短編の鋭いオチをつくるには 【基礎編】
先日、久しぶりに短編を書いたのですが、やはり最後のオチで全体的なクオリティが決まってしまうなと感じました。
鋭いオチが必要ない話もありますが、オチをつくる方法は知っておいて損はないでしょう。
今回はオチをつくる基本的な考え方をご紹介します。
オチとは何か
本題に入る前に、まずオチとは何か知っておきましょう。
オチることで話は終わるので、話が終わるには何が必要か考えれば、それがオチの正体になります。
話が終わるのに必要なものはなんでしょうか?
ごく単純に言えば、以下の2つが必要です。
「え!」という驚き
「なるほど!」という納得
読者は話の最後で「え!」と驚き、「なるほど!」と納得したいのです。
逆に言うと、この2つが起こることで、読者は安心して「話が終わったな」と感じることができます。
ですからオチとは、
オチ = 驚き + 納得
だと理解しておけばいいでしょう。
驚きと納得は両方必要
さて、驚きと納得についてもう少し深掘りしておきます。
まず、この2つは両方必要で、片方だけではオチとして機能せず、話ははっきりしない終わり方になります。
片方ずつ考えてみましょう。
たとえば「驚き」単体を起こすことは簡単です。
恋愛話だと思っていたのに、告白の場面で巨大隕石が降ってきて人類が滅亡すれば、きっと読者は驚くでしょう。

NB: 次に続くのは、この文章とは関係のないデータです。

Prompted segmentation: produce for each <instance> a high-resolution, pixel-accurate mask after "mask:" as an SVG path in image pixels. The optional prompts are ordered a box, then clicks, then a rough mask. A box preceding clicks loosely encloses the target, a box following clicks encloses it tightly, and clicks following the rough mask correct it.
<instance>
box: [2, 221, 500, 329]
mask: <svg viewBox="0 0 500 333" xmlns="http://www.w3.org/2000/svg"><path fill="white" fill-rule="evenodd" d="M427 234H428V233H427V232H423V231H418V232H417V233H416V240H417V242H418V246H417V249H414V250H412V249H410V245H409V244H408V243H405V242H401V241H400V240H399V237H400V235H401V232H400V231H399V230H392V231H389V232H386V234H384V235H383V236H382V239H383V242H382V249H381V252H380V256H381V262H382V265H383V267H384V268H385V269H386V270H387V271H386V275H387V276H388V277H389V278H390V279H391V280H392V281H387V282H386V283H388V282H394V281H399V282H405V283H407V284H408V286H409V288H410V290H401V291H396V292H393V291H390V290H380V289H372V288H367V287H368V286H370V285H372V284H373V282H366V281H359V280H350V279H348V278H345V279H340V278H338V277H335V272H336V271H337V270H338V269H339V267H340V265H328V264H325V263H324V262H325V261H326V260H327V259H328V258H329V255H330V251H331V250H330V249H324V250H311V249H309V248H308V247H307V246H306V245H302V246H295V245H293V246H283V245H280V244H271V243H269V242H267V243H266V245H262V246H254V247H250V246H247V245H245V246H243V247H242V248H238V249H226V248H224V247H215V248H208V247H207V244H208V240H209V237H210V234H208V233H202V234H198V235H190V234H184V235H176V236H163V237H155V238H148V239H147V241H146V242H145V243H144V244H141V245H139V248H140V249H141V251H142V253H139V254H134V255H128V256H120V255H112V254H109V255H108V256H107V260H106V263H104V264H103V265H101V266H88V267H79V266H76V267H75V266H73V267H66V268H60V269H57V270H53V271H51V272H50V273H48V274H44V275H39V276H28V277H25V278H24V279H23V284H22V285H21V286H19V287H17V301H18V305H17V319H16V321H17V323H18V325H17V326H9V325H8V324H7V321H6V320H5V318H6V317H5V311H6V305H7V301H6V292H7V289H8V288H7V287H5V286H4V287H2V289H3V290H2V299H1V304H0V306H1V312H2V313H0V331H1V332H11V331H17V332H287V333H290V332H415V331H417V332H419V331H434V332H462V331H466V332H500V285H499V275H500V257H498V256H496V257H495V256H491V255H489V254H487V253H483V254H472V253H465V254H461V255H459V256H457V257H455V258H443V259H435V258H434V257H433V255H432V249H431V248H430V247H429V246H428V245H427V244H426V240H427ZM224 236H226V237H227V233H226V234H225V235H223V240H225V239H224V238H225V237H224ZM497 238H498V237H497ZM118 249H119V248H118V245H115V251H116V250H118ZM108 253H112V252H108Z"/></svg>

ですが、これはただ驚くだけで、読者としては「なんだこれ……」と落胆したり、場合によっては怒りだしてしまうかもしれません。
同じように「納得」単体もすぐに起こすことができます。
納得とは理屈が通ったときの腑に落ちる感覚ですから、因果関係(原因と結果の関係)にはすべて納得感が伴います。
ですが、ただ因果関係を見せられても、読者は「……それで?」という反応しかできません。
あるいは「えっと……これで終わり?」となるのも想像できますね。
このように、驚きも納得も片方だけではオチになりません。
両方使わなければ、話は適切に終わらないのです。
驚きと納得が起こるとき
さて、驚きと納得は両方起こさない限り、オチにはならない(=話が終わらない)ことが分かったと思います。
では次に、驚きと納得がどういう時に起こるかを確認しておきましょう。
以下のようになります。
驚き = 隠されていたものが露わになったとき
納得 = 理屈が通ったとき
図にするとわかりやすいでしょう。
驚きとは、見えていなかったものや隠れていたものが、急に目の前に現れたときに起こる身体的反応です。
また、納得とは、主に物事の因果関係(原因と結果)が連鎖的に成立したときに起こる腑に落ちた感覚です。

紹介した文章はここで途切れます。